RIYADH: UAE-based banks’ aggregate capital and reserves reached 501.5 billion dirhams ($136 billion) at the end of February, up 14.4 percent year-on-year, according to new data. 

The latest statistics from the Central Bank of the UAE showed that on a monthly basis, the total capital and reserves grew 0.95 percent, reflecting an increase of approximately 4.7 billion dirhams, according to the Emirates News Agency, also known as WAM. 

This rise in figures falls in line with the central bank’s goal of enhancing monetary and financial stability in the country. 

Moreover, the data indicated that national banks accounted for around 86.5 percent of the aggregate capital and reserves of banks operating in the UAE. At the end of February, they recorded a total of 433.7 billion dirhams, an annual rise of 14.6 percent.

On the other hand, the share of foreign banks settled at 13.5 percent, hitting 67.8 billion dirhams at the end of the same month, reflecting a 13.2 percent surge compared to the same period a year earlier.  
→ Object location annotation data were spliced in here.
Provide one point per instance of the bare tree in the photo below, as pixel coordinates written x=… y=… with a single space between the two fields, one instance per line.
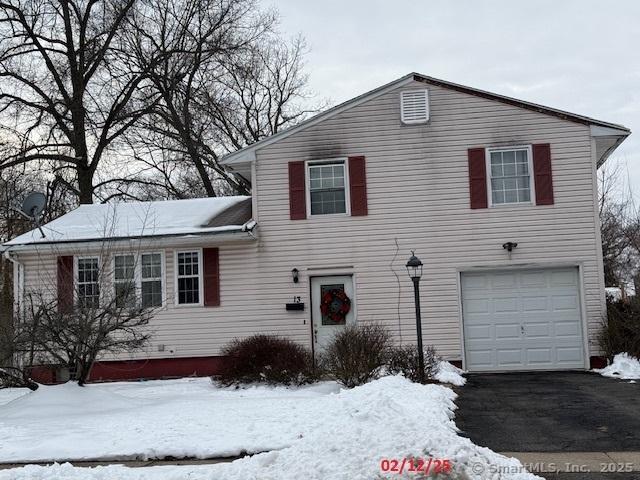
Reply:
x=68 y=91
x=233 y=82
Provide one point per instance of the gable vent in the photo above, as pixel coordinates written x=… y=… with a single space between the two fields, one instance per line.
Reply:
x=414 y=106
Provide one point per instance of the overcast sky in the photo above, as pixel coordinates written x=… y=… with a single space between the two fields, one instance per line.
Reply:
x=582 y=56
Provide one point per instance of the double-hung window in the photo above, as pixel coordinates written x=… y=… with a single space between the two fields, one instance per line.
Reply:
x=327 y=188
x=510 y=175
x=188 y=278
x=88 y=282
x=151 y=279
x=124 y=280
x=138 y=280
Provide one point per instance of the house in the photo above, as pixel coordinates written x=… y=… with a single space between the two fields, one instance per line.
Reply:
x=496 y=196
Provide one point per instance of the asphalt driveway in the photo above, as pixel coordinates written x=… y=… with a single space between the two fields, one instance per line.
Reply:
x=550 y=412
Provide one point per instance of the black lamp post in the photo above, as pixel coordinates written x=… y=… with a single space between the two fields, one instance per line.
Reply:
x=414 y=267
Furthermore, at the end of February, the total capital and reserves of banks operating in Dubai alone stood at 246.4 billion dirhams, logging a year-on-year growth of 15.1 percent. 

Additionally, banks operating in Abu Dhabi recorded around 217 billion dirhams, up 13 percent from the corresponding period in 2023.  

Meanwhile, the cumulative capital and reserves of banks operating in other emirates combined reached an estimated 38.1 billion, reflecting a 15.5 percent climb in comparison to the same period a year prior. 

In March, a top executive at Roland Berger said that UAE bank branches were witnessing the highest revenues in the region, amounting to $18.6 million per branch.

This was driven by the nation’s digital transformation, which enabled financial institutions in the Gulf Cooperation Council to reduce the number of banking branches by 328 within three years, Saumitra Sehgal, the global consulting firm’s head of financial services in the Middle East, told WAM, at the time.  

Sehgal also pointed out at the time that the number of bank branches across GCC nations decreased from 4,067 at the end of 2019 to 3,739 by December 2022.   

He further noted that banks in the UAE saw the highest number of outlets merge and reduce with the support of digital transformation between 2019 and 2022.